The Federation of Automobile Dealers Associations (FADA) reported on Monday that retail car sales in the domestic market fell 7.73 percent year over year in October of this year to 21,17,596 units. This decline was primarily caused by a decline in the uptake of two-wheelers, as new purchases were hindered by the unfavorable period of Shraddh. According to a statement from the FADA, retail car sales in the domestic market were 22,95,099 units in October 2022.
According to the most recent FADA statistics, two-wheeler retail sales were 15,07,756 units last month compared to 17,25,043 units in the same time last year, a decrease of 12.60 percent. Comparably, the retail sales of passenger vehicles (PVs) decreased by 1.35 percent to 3,53,990 units last month from 3,58,884 units in October 2022.
Conversely, sales of three-wheelers increased by 45.63 percent to 1,04,711 units from 71,903 units in the same month last year. Retail sales of tractors increased by 6.15 percent to 62,440 units in October 2022 from 58,823 units the previous month.
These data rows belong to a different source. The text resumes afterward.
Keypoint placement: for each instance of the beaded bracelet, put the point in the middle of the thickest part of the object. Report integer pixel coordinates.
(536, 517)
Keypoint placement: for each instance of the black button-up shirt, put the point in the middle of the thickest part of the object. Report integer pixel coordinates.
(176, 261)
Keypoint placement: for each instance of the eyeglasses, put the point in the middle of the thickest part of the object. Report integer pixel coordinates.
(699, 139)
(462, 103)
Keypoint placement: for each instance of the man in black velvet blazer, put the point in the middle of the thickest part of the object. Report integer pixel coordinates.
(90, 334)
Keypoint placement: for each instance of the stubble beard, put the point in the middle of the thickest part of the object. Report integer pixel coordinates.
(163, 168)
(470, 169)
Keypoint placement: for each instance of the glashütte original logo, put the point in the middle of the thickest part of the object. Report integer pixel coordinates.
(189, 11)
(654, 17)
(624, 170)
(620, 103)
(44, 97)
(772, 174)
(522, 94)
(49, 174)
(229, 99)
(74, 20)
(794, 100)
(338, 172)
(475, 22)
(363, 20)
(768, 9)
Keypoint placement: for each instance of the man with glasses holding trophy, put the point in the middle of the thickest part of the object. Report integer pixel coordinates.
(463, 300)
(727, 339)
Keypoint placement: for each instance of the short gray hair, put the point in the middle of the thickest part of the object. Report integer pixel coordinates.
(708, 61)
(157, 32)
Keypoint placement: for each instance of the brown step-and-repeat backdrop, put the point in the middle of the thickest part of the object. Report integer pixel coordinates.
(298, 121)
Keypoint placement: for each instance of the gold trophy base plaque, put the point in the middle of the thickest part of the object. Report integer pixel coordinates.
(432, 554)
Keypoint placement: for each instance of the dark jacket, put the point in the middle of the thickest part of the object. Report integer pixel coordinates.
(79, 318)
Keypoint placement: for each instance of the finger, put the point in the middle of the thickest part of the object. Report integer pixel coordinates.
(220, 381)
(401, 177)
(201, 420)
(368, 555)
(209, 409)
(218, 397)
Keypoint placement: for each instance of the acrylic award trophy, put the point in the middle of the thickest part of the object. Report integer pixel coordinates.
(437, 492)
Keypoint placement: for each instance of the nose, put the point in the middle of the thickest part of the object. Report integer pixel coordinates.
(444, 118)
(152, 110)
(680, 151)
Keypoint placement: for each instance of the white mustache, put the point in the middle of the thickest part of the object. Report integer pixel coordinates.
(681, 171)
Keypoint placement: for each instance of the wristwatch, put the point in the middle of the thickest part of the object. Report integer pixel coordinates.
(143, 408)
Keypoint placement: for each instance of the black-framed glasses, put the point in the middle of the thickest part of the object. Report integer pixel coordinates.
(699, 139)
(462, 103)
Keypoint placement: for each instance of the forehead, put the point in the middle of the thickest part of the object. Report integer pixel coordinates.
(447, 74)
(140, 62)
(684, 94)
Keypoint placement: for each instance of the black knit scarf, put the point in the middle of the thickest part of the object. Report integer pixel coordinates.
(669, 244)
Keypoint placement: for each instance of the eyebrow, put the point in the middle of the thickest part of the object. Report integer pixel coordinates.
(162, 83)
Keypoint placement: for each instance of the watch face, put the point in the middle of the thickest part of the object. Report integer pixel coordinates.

Retail sales of commercial vehicles rose 10.26% to 88,699 units in October of this year from 80,446 units in the same month last year. Under the shadow of the unlucky Shraddh era, the month began and continued till October 14. Thus, a year-over-year comparison would not fairly depict the true development trajectory of the Indian auto retail industry, according to FADA President Manish Raj Singhania.
According to FADA statistics, there was an 8% year-over-year reduction in the first half of October, which is known as the Shraddh period. However, a month-over-month comparison showed a 13% gain that was “indicative of resilient market demand.” According to FADA, all car categories saw growth as a result of the continuing celebrations.
Retail sales at Navratri in 2023 surged by 18% year over year, exceeding the results from Navratri in 2017.” With the exception of tractors, which witnessed an 8% decrease, every category saw excellent development, according to Singhania. He said that during Navratri, the number of two-wheelers, three-wheelers, commercial vehicles, and passenger cars increased by22%,43%,9%, and 7%, respectively.
Singhania said that the two-wheeler market experienced a number of encouraging developments in October and throughout the Navratri season, driven by increased demand in rural areas and a festive mood. He added, “during Navratri, despite regional variability, the industry witnessed a surge in bookings,” propelled by the introduction of new models, particularly SUVs, and the availability of enticing consumer offers. The passenger vehicle segment navigated a complex landscape, characterized by both enthusiasm and caution.
The influence of municipal elections and market saturation, he said, meant that not all areas saw a consistent increase in sales from the holiday enthusiasm. According to Singhania, the three-wheeler market maintained its strong demand during Navratri, mostly due to affordable financing choices and a notable increase in interest in e-rickshaws, which indicates a positive shift towards electrification.
According to Singhania, there was a consistent demand throughout October because of the impending Diwali celebration in November and the introduction of new models. Overall, the PV market was robust at this time, helped by a better product lineup than it was the previous year, when a big problem with stock availability occurred. “The near-term outlook for the auto sector is a blend of highs and lows as we approach year-end,” the FADA said in reference to the outlook. In spite of supply problems, it noted, celebrations and the harvest season, particularly paddy, are predicted to increase two-wheeler sales. This confidence is fueled by new initiatives and a drive toward electrification. According to FADA, the commercial vehicle market is expecting a robust November as planned financial incentives, together with construction and celebration-related activities that would boost demand.
But the PV market is now negotiating a challenging time. Although reservations may rise during festive days, year-end reductions cast a shadow over immediate sales, according to FADA. In addition, it said, “Without substantial interventions and if Diwali sales don’t rise to the occasion, the weight of unsold stock could lead to significant dealer distress.” High inventory levels in PVs, at a crucial 63-66 day range, need immediate action from OEMs.
According to FADA, “Immediate and decisive action is imperative to counter the risk of a financial squeeze as the year closes,” and it might have an impact on the whole business.